We just got a paper accepted about this adhesive. It’s super strong and reversible, and my student used 2-centimeter-square strips to hold himself up. It’s made from a hydrogel that has been used in contact lenses. As you know with a contact lens, if you put it into the water it’s soft, bendable, but if you forget to put it in water, it becomes dry and brittle or glassy. Our material is rubbery in the water and glassy when dry.
When its rubbery, you put it on a substrate, and no matter what kind of substrate it is, the material squeezes into it, and during the drying they become rigid. The beauty is that while drying they don’t shrink that much. Why is this important? On the surface there are many grooves, so the material squeezes into these grooves and makes perfect contact. However during drying, if they shrink, they delaminate, and pop out, thus, losing the contact with the substrate.

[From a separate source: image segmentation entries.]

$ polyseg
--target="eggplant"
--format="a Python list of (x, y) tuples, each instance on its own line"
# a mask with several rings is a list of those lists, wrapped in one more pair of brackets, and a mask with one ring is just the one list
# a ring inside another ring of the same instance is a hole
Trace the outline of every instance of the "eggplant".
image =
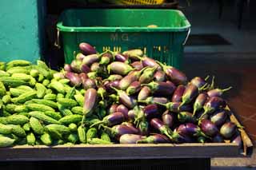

Our hydrogel material doesn’t shrink much, and it dries very fast, so it keeps the deformed shape. And within minutes the material actually changes the elastic modulus by 1,000 times, so all of a sudden it goes from squishy, squeezing into the cavity, to very rigid, like plexiglass. Importantly, it remains in the cavity, which means it’s difficult to pull them apart from the substrate. But if you add water, they swell and become rubbery and slippery, so you can separate them.
Peter Parker is known for being a superhero, but he’s also a student with a strong interest in science and engineering. Do you think Parker has characteristics that make him a good scientist as well as being a masked crusader?
The most important thing about being a scientist or an innovator is you need to have curiosity. Peter Parker was curious. He saw this spider, he was wondering what was going on, then he was bitten by it.
It’s also not afraid of taking a risk. It’s always OK to make a mistake because if you make the mistake, you learn, and you can keep trying new things.
In the meantime, I would like my students to do their homework first and anticipate the risk. I told them that before you do the experiment, give me a plan. Think about what is a potential outcome, what should I pay attention to, so your research will be more productive. If something comes out unplanned, it will be easier for you to trace back and find out why. Then it will lead to a new round of discovery and understanding.
So, if you see something different, don’t just ignore it; it could be something more interesting or a breakthrough. A lot of science could go into a different direction, so being open minded and being curious is really critical.
Shu Yang is a professor in the departments of Materials Science and Engineering and Chemical and Biomolecular Engineering in the School of Engineering and Applied Science at the University of Pennsylvania.